Both brachial blood pressure (BP) level and its variability (BPV) have significant association with cardiac structure and function. Recent studies indicated that central BP was superior to brachial BP in the association with cardiac abnormities. However, it remains unknown that whether central BPV is better associated with cardiac structure and function. We were, therefore, aimed to investigate and compare central and brachial BPV, in terms of the identification of cardiac abnormities.Design and Method:
445 consecutive outpatientsfor consultation on hypertension were recruited and 203 participants undergoing echocardiography were included in the present analysis. Twenty-four hour ambulatory BP was measured by a validated BP monitor (Mobil-O-Graph, Stolberg, Germany).
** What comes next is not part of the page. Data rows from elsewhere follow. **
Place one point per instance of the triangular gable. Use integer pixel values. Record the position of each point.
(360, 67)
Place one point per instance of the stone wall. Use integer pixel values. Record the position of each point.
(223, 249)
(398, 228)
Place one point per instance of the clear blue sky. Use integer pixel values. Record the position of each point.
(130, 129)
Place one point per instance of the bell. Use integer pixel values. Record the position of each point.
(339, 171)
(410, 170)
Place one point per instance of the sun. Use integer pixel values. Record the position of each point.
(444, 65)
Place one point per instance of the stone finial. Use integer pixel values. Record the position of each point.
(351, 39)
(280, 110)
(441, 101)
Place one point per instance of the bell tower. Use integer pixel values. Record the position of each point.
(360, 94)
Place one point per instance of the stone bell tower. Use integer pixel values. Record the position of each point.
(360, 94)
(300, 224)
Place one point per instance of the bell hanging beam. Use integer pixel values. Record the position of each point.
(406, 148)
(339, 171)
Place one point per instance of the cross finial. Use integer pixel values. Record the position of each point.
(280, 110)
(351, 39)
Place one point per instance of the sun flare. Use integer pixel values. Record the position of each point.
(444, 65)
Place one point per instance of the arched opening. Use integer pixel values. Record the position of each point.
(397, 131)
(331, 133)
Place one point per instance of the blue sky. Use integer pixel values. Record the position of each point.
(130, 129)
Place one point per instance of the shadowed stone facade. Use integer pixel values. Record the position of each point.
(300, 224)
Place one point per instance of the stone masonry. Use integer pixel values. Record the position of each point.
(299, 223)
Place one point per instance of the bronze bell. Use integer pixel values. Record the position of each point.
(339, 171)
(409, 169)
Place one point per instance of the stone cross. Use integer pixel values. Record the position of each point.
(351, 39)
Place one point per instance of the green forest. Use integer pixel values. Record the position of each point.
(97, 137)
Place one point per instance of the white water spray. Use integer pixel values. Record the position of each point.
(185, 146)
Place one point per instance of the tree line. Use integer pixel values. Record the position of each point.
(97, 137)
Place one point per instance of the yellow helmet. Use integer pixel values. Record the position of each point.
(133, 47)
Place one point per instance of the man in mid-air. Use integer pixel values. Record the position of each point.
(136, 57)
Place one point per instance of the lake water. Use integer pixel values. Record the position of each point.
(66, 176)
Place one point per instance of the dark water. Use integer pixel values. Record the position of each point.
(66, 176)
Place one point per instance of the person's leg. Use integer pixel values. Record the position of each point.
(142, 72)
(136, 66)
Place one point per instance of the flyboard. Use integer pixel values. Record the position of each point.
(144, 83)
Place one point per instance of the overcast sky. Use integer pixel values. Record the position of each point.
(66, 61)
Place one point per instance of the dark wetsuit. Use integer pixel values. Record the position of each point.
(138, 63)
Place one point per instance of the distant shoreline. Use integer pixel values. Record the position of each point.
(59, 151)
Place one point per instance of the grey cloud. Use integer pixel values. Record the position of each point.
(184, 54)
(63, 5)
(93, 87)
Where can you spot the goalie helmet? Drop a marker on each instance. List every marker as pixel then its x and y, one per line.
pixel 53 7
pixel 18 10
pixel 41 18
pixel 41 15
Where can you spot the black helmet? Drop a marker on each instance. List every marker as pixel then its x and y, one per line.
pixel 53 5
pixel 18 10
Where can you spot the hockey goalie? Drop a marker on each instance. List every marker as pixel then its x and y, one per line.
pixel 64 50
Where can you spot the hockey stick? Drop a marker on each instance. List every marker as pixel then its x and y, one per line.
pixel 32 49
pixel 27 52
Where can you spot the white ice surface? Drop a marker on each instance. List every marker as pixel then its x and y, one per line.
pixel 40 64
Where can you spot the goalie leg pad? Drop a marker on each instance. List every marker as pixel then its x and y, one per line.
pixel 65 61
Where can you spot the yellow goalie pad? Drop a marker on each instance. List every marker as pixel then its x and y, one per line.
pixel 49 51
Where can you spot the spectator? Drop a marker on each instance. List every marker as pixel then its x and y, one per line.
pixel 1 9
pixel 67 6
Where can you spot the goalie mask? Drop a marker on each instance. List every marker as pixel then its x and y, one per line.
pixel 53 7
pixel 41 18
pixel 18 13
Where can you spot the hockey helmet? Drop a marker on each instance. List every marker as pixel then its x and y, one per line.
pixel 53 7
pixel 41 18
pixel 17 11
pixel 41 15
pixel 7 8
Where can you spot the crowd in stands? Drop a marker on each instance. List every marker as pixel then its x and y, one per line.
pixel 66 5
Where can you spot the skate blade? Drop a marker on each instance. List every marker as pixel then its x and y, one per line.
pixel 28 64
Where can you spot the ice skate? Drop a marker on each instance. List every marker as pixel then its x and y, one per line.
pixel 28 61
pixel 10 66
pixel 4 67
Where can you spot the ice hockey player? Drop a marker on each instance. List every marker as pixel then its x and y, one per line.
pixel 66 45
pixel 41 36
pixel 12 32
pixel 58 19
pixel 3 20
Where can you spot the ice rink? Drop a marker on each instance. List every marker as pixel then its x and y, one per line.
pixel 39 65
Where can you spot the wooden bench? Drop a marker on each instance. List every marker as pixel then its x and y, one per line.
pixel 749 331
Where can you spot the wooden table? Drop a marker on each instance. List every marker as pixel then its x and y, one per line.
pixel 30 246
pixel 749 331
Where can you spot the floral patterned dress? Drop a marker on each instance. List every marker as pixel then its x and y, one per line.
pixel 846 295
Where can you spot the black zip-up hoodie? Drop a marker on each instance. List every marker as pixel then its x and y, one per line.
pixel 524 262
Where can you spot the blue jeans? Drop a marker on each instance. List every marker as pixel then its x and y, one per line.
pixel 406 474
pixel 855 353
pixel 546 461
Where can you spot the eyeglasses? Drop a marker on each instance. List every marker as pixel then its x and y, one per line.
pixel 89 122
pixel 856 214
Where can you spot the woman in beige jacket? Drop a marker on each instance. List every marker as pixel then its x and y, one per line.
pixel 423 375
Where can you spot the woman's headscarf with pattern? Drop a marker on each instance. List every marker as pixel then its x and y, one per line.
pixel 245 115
Left ventricular (LV) mass and LV diastolic dysfunction (LVDD) were evaluated by echocardiography.Results:
After adjustment for age, gender, body mass index, smoke, hypertension and mean 24hr BP, central average real variability (ARV), but not 24hr weighted standard deviation (wSD, brachial or central) or brachial ARV, was significantly associated with LV mass index (LVMI) (P = 0.02). Similar result was found in multivariate logistic regression. Only central ARV significantly associated with LV hypertrophy (P = 0.04). As for LVDD, not the brachial or central 24hr wSD, but the central and brachial ARV, associated with LVDD significantly, with OR = 2.28 and OR = 2.36, respectively.Conclusions:
In summary, central BPV, especially the central ARV, shows its superiority over brachial BPVs, in terms of cardiac structure and function.